Le 9 janvier prochain, une étude économique devrait enfin être rendue par l’Etat pour accompagner la transition vers un autre modèle d’aménagement et de développement économique de la vallée de la Sélune (Manche), une fois les barrages de Vezins et la Roche-qui-Boit effacés. Le WWF France demande à la Ministre de l’Ecologie de confirmer, dans les jours qui suivront, la fin des deux concessions et d’acter la renaissance de la vallée de la Sélune.
L’effacement des barrages : un engagement de la Ministre de l’Ecologie
L’effacement des barrages de Vezins et la Roche-qui-Boit, annoncé par Chantal Jouanno, ancienne Secrétaire d’Etat chargée de l’Ecologie, le 13 novembre 2009, va enfin permettre à la vallée de la Sélune de retrouver sa forme d’origine où le fleuve rejoint sans obstacle la Baie du Mont Saint Michel et la mer, et accueille ainsi à nouveau ces populations de saumons, truites, aloses, lamproies…
Il s’agit donc d’un engagement du gouvernement qui va dans le sens de l’histoire car cette opération, seule mesure concrète en faveur de la biodiversité prévue dans le cadre du Grenelle de l’Environnement avec le projet de trame verte et bleue, viendra conforter la réputation de ce territoire exceptionnel de paysage bocager au relief vallonné.
La Sélune deviendra ainsi la toute première rivière à retrouver la libre circulation de ses poissons migrateurs sur la totalité de son parcours. En effet, les barrages forment aujourd’hui un obstacle insurmontable à la migration sur un des derniers cours d’eau à forte biodiversité pour ces espèces.
Des barrages dangereux
Outre les difficultés d’entretien qu’engendrent ces barrages, leur obsolescence et leur absence d’intérêt en termes de production d’électricité dans le contexte de la Manche et de Flamanville, ces derniers sont surtout dangereux pour les populations et la baie.
En cas de rupture, le danger viendrait des sédiments contaminés par des métaux lourds et des autres substances nocives générées par le réchauffement de l’eau dans les retenues lors d’épisodes de fortes chaleurs. Ces retenues forment aujourd’hui des pièges à nitrates et phosphates conduisant à des proliférations périodiques de micro algues toxiques et donc à l’interdiction d’usage de l’eau pour la baignade et les loisirs nautiques.
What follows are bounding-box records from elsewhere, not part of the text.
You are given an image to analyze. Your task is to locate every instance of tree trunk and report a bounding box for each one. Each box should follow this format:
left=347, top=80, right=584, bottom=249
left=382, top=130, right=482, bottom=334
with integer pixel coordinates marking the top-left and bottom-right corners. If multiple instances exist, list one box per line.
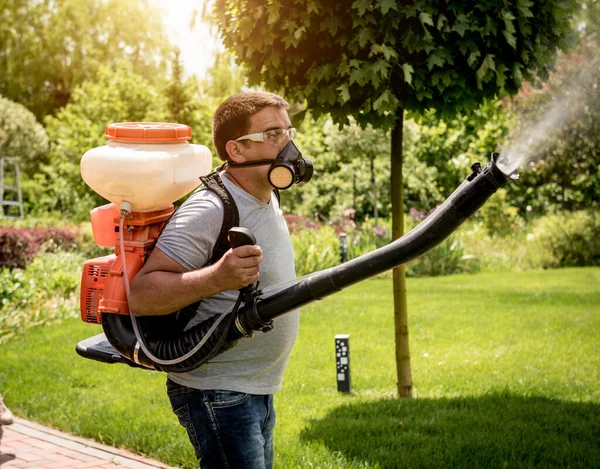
left=370, top=155, right=379, bottom=226
left=391, top=109, right=412, bottom=397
En prévision des risques sanitaires et afin de traiter les matières en suspension dans la perspective de la disparition des barrages, un investissement de 4 millions d’euros a d’ores et déjà été provisionné pour une remise aux normes d’ici à mi-2013.
C’est donc pour le plus grand bien des populations locales que l’Etat s’engage à faciliter la métamorphose de cette zone à risques pour les habitants et les activités économiques locales. Conserver ces barrages aurait été suivre la politique de l’autruche en laissant à la génération suivante le soin de trouver quoi faire avec ces véritables bombes à retardement obligeant à de futures indispensables autres vidanges, avec tous les risques inhérents.
Un démantèlement exemplaire pour une redynamisation de la vallée
Ce démantèlement sera exemplaire parce que :
– Il faut protéger la baie du Mont Saint-Michel d’une pollution par les sédiments, qui se sont accumulés derrière les ouvrages depuis 1993, année de la dernière vidange mal conçue et incomplète qui a engendré une forte pollution de la baie ;
– Il constituera un signal fort en Europe et dans le monde pour la restauration écologique des fleuves côtiers et la préservation des activités halieutiques et conchylicoles dans les zones estuariennes en aval, qui sont elles aussi menacées par des pollutions lors de vidanges du même type ;
– Il obligera à repenser en profondeur l’aménagement du territoire de la vallée et le développement de nouvelles activités basées sur l’agriculture et le tourisme durables, avec de fortes potentialités de retombées économiques locales en captant une partie de la clientèle du Mont et de sa baie.
En permettant ainsi de retrouver une rivière accueillante, remise en état avec et pour les populations locales, c’est toute une vallée qui va redevenir attrayante dans le cadre d’une promotion permanente, en faisant des « gorges » alors désennoyées une porte d’entrée majeure vers les étendues ouvertes de la baie. Le Schéma de Cohérence Territorial du Pays de la Baie va ainsi pouvoir réaffirmer son ambition de territoire d’excellence et l’effacement des barrages va participer pleinement à cet objectif.